Lessons on Stereotypes from A Fathers Meet-up in Los Angeles
There’s the bumbling dad, the angry dad, the abusive dad, the absent dad, the tough-guy dad – at least that’s how many fathers are seen on television, put into these stereotypical categories. When they are seen helping out at home, it’s usually in stereotypical masculine roles – like fixing something or doing yard work – while mothers are more typically seen washing dishes or caring for children.
This isn’t anecdotal. These are some of the findings in a new report released this week by the Geena Davis Institute on Gender in the Media in partnership with Equimundo: Center for Masculinities and Social Justice, a global nonprofit that promotes a more caring vision of men.
The event was the culmination of a day-long convening in Los Angeles of leaders of various fatherhood organizations, including Fathers Incorporated, Fathering Together, the National Fatherhood Initiative and the At-Home Dad Network as well as researchers and writers in the space. (As the founder of The Company of Dads, I was grateful to have a seat at the table.)
It was a diverse group that came at fatherhood from many different approaches. But the through-line was stereotypes are harmful – and hard to break.
Take the one that men are loners and become harder to reach as they age. “Men don’t join, but they do connect with their own interests,” said Kenneth Braswell, chief executive of Fathers Incorporated. “Instead of looking for allies, we should be looking for partners.”

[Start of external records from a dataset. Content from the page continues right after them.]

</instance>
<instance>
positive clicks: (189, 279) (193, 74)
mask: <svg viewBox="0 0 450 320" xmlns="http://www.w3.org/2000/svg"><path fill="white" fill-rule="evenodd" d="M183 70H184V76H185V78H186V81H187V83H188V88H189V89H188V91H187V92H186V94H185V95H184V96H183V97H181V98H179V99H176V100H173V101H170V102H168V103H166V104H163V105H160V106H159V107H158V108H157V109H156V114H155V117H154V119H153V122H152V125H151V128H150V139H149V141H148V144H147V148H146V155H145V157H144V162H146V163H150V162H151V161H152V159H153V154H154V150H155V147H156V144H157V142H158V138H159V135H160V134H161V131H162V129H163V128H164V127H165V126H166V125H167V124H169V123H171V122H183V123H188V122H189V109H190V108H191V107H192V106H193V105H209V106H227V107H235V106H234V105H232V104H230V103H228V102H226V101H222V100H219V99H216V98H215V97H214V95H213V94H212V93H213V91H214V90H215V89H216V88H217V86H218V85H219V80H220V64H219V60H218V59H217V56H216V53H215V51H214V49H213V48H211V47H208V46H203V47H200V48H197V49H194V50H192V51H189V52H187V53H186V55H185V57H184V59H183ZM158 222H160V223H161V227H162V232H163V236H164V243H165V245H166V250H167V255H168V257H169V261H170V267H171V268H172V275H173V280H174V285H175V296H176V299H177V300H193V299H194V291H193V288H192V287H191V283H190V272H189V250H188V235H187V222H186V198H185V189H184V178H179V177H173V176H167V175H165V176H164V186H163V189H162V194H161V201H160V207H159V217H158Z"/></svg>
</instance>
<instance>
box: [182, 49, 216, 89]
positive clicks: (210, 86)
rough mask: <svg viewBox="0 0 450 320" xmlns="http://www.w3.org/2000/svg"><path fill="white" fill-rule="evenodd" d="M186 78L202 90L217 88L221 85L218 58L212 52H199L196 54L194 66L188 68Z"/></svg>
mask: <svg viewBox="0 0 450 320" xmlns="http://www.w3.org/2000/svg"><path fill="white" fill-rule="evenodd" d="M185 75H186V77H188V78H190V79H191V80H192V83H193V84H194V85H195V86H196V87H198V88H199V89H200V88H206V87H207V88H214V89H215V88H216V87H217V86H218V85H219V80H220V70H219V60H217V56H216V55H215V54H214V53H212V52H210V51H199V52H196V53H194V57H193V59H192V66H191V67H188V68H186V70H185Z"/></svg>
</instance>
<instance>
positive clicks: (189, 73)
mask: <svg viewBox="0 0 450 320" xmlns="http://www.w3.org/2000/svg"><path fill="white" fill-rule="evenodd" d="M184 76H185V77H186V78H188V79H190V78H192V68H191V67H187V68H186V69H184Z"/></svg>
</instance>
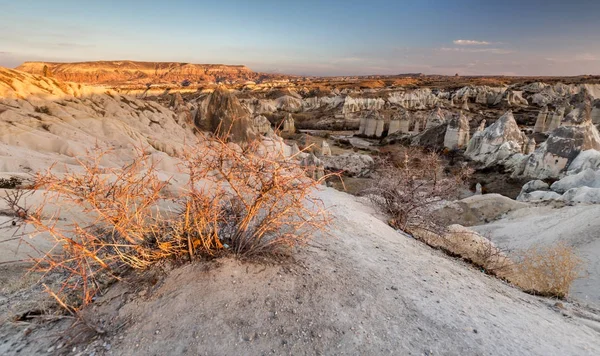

Braswell added that part of the problem is men getting stuck in roles they think they need to inhabit, even when those roles aren’t productive or may not even reflect what a man wants to be as a father. The shorthand label for this is being stuck in the man box.
Sitting at the convening, I offered the perspective of the mostly suburban fathers who have joined The Company of Dads. The man box that we’re trying to break down, fold up and recycle into something more productive is that men need to be the higher earners, that care is left to mothers, nannies and babysitters and that any deviation from this set-up challenges accepted norms of masculinity.
The fathers who have joined The Company of Dads clearly aren’t worried about this, but like any new venture they’re the early adopters. Our challenge is to reach those men who are Lead Dads but keeping it a secret as well as those fathers who want to learn some tips from the Lead Dad community, even if their schedules don’t allow them to be all in themselves.
There’s data to support the benefit of being more involved. Gary Barker, chief executive of Equimundo, said the group’s research showed that women do 3.5 times more of the daily carework at home but in households where men are more involved there’s greater individual and family happiness.
“Caregiving is at the heart of healthy masculinity,” he said. “More care in the home leads to less violence. But the question is: how do we change this notion that care is feminine and that work outside the home is masculine?”
How dads get presented on television is part of the effort to change the cultural perceptions. Geena Davis, the actress, echoed her foundation’s tag line in her opening remarks: “If she can see it, she can be it.” Same goes for Lead Dads and every other type of father: positive public images help normalize what we’re doing.